Soybeans and edible beans have been butting heads in Manitoba’s Red River Valley for years, with many traditional edible bean growers trying soybeans or putting soybeans into their rotations.
Edibles have been a significant crop for decades, but soybeans are a phenomenon of the past decade, going from near-zero acres to probably more than one million this year.
Edibles will probably have less than 100,000 acres in Manitoba this spring.
Lange said soybeans tend to have a .5 to three percent volunteer rate if they are grown on a field two years previously. They can’t always be cleaned out by a colour sorter, especially if they have matured by the time they are harvested.

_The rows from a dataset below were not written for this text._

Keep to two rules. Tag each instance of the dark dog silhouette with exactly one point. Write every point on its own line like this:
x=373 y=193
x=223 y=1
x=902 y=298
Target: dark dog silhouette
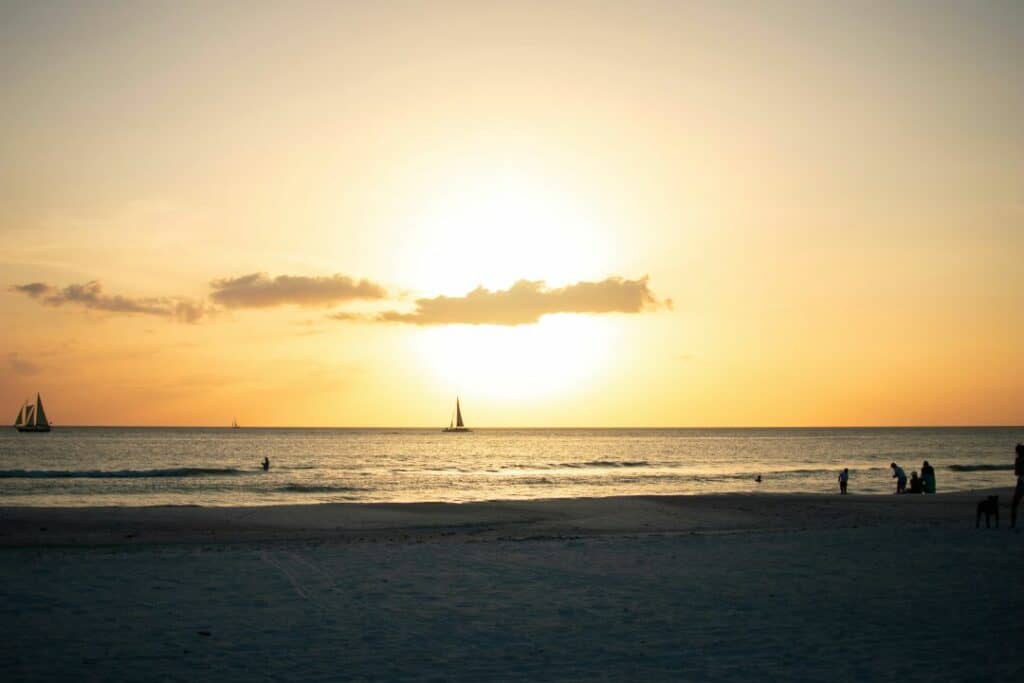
x=990 y=508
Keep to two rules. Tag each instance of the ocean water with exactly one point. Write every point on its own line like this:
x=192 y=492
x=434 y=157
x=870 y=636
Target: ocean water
x=89 y=466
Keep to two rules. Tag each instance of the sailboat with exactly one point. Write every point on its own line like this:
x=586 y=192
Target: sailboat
x=32 y=417
x=456 y=424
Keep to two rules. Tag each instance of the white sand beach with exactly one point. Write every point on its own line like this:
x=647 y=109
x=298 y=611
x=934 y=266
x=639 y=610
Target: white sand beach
x=755 y=587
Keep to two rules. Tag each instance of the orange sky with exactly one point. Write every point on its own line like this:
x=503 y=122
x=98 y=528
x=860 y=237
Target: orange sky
x=579 y=214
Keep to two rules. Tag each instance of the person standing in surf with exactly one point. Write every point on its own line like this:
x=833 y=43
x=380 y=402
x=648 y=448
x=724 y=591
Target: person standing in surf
x=928 y=477
x=1019 y=491
x=900 y=477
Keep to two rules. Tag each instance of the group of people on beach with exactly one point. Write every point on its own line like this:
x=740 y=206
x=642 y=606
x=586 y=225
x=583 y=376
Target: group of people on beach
x=919 y=484
x=925 y=483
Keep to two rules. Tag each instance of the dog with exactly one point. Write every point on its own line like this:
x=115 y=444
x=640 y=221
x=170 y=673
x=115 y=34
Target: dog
x=990 y=508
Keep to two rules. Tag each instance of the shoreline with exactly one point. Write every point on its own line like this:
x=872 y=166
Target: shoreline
x=495 y=520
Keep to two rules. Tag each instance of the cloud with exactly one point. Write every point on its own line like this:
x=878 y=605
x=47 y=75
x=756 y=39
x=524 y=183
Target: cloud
x=91 y=295
x=527 y=301
x=260 y=291
x=35 y=290
x=19 y=366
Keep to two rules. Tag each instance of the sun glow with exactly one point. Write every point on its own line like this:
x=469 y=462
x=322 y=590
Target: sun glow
x=560 y=354
x=493 y=228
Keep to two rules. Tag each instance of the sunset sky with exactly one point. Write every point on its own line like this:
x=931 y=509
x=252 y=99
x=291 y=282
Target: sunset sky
x=568 y=213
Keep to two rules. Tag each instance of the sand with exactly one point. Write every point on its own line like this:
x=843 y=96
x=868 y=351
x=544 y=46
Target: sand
x=653 y=588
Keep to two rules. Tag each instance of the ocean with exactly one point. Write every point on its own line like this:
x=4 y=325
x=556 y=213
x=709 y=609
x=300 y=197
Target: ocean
x=122 y=466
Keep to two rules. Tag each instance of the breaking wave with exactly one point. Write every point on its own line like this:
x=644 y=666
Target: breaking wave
x=122 y=474
x=980 y=468
x=317 y=488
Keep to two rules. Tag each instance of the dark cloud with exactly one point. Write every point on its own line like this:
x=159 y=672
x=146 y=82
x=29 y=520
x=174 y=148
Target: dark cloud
x=91 y=295
x=527 y=301
x=260 y=291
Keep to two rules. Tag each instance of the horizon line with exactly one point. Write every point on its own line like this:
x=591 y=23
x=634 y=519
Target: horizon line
x=431 y=427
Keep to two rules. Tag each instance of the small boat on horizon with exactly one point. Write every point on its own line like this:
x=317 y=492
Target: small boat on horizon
x=456 y=425
x=32 y=417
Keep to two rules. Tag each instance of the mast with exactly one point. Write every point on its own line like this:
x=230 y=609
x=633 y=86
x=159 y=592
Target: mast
x=40 y=414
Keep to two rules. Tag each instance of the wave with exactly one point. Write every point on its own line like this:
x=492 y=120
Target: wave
x=980 y=468
x=316 y=488
x=122 y=474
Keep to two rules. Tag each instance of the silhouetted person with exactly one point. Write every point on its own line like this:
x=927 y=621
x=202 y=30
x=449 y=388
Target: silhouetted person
x=1019 y=491
x=928 y=477
x=900 y=477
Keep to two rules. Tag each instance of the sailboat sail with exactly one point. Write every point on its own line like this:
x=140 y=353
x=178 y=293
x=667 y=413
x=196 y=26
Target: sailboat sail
x=32 y=417
x=40 y=414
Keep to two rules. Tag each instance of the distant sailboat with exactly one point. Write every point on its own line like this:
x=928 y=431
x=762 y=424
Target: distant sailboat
x=456 y=424
x=32 y=417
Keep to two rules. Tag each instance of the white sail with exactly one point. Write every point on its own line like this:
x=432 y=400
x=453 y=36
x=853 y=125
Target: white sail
x=40 y=413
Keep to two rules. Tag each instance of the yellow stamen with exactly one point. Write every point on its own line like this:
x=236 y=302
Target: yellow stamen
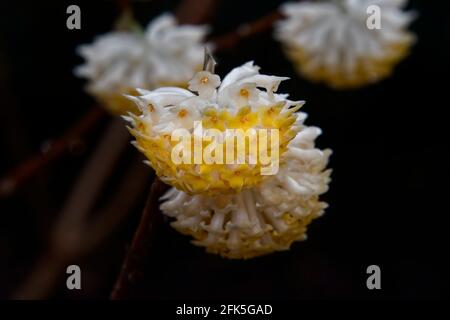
x=244 y=92
x=182 y=113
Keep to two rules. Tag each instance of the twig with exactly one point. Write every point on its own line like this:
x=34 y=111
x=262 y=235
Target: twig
x=246 y=30
x=68 y=233
x=132 y=269
x=27 y=169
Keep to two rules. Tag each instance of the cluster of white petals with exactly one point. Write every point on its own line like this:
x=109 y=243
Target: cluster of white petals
x=160 y=109
x=330 y=42
x=263 y=219
x=164 y=54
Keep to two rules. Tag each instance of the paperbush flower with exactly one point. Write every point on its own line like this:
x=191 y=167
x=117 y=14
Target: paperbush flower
x=245 y=99
x=265 y=218
x=330 y=42
x=117 y=62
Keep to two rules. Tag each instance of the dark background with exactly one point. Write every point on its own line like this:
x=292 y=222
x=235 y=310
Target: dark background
x=388 y=198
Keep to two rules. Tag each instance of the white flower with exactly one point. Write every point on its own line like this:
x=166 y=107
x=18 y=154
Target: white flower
x=330 y=42
x=265 y=218
x=119 y=62
x=205 y=83
x=245 y=99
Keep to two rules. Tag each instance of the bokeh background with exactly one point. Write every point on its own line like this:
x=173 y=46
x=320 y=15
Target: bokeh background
x=388 y=198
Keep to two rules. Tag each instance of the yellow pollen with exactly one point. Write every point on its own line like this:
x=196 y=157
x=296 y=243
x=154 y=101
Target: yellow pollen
x=244 y=92
x=204 y=80
x=182 y=113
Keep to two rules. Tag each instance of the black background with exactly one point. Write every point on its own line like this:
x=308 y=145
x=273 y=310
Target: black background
x=388 y=198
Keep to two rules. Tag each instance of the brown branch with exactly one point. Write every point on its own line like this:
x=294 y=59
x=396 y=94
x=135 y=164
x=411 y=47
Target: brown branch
x=30 y=167
x=230 y=40
x=132 y=269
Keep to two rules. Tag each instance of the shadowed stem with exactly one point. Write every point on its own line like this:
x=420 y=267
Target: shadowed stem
x=27 y=169
x=132 y=268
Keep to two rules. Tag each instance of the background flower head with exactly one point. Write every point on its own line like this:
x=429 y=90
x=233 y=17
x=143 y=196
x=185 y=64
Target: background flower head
x=330 y=42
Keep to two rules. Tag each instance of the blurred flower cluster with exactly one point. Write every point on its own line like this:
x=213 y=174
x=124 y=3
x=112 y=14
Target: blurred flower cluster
x=155 y=81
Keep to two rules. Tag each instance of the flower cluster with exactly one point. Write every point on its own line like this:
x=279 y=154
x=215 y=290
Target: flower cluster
x=262 y=219
x=245 y=99
x=330 y=42
x=118 y=62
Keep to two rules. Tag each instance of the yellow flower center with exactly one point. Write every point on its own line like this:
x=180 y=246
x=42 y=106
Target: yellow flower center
x=244 y=93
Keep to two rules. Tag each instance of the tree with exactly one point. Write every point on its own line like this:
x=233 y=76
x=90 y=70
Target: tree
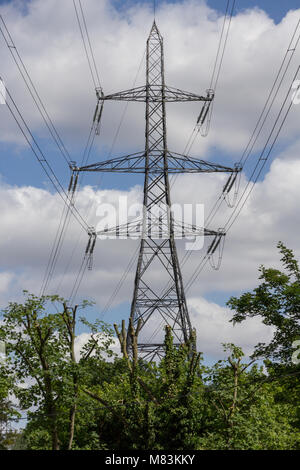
x=41 y=361
x=277 y=302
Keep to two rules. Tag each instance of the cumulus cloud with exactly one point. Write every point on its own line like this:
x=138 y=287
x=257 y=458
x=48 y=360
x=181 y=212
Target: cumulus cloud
x=30 y=216
x=191 y=31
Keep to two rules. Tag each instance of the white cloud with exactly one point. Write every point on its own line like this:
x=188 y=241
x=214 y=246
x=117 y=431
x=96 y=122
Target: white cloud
x=191 y=31
x=30 y=216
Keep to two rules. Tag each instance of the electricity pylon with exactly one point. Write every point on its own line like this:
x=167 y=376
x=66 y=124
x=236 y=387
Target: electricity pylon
x=157 y=260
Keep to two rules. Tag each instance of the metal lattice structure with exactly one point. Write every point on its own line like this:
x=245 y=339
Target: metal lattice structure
x=157 y=261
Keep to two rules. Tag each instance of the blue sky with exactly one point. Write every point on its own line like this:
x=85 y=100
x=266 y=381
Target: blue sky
x=243 y=87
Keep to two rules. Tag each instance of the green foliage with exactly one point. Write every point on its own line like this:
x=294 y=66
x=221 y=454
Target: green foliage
x=277 y=302
x=102 y=401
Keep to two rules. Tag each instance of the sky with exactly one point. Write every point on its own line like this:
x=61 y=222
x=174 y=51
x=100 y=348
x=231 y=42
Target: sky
x=48 y=39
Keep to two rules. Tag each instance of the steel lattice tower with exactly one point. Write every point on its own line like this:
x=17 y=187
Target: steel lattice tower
x=157 y=253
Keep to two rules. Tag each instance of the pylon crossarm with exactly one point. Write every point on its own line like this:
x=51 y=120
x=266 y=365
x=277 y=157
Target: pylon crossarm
x=153 y=93
x=157 y=229
x=186 y=164
x=177 y=163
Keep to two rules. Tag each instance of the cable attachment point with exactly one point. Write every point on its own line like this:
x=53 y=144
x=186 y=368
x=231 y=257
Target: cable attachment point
x=98 y=111
x=73 y=180
x=217 y=243
x=234 y=180
x=205 y=114
x=90 y=247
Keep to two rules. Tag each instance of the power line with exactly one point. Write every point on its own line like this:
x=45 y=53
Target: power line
x=87 y=45
x=33 y=91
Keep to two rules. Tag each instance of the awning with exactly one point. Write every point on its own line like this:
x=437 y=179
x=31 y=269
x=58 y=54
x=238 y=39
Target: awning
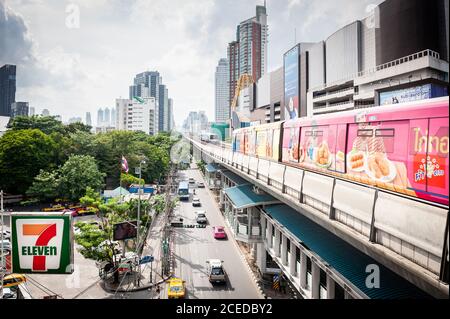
x=234 y=178
x=344 y=258
x=243 y=196
x=211 y=168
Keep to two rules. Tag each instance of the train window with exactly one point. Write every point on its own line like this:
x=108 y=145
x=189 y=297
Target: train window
x=389 y=132
x=365 y=133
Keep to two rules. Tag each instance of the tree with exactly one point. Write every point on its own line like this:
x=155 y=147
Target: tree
x=79 y=172
x=23 y=154
x=47 y=124
x=45 y=186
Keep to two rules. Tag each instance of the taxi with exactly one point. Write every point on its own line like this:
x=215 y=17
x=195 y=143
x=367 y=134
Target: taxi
x=176 y=288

Lange said he would even be hesitant to put edibles on a field used for soybean production three years previously. It’s best to dedicate fields to one or the other and stick with that, he added.
“If you have a field that’s suitable for edible beans and you have fields on your farm that are suitable for soybeans, neither the two shall mix.”
Edibles do best on well-drained, sandy soil, so those fields make most sense for that crop. Soybeans can handle wetter soil better, so those types of fields work well for that crop.
Lange encouraged farmers to keep careful track of their fields’ production history because it can be hard to keep track of what has been grown on each field, especially if farmers have had to reseed acres because of weather problems.
“Unfortunately, sometimes growers forget what they had two years ago,” said Lange.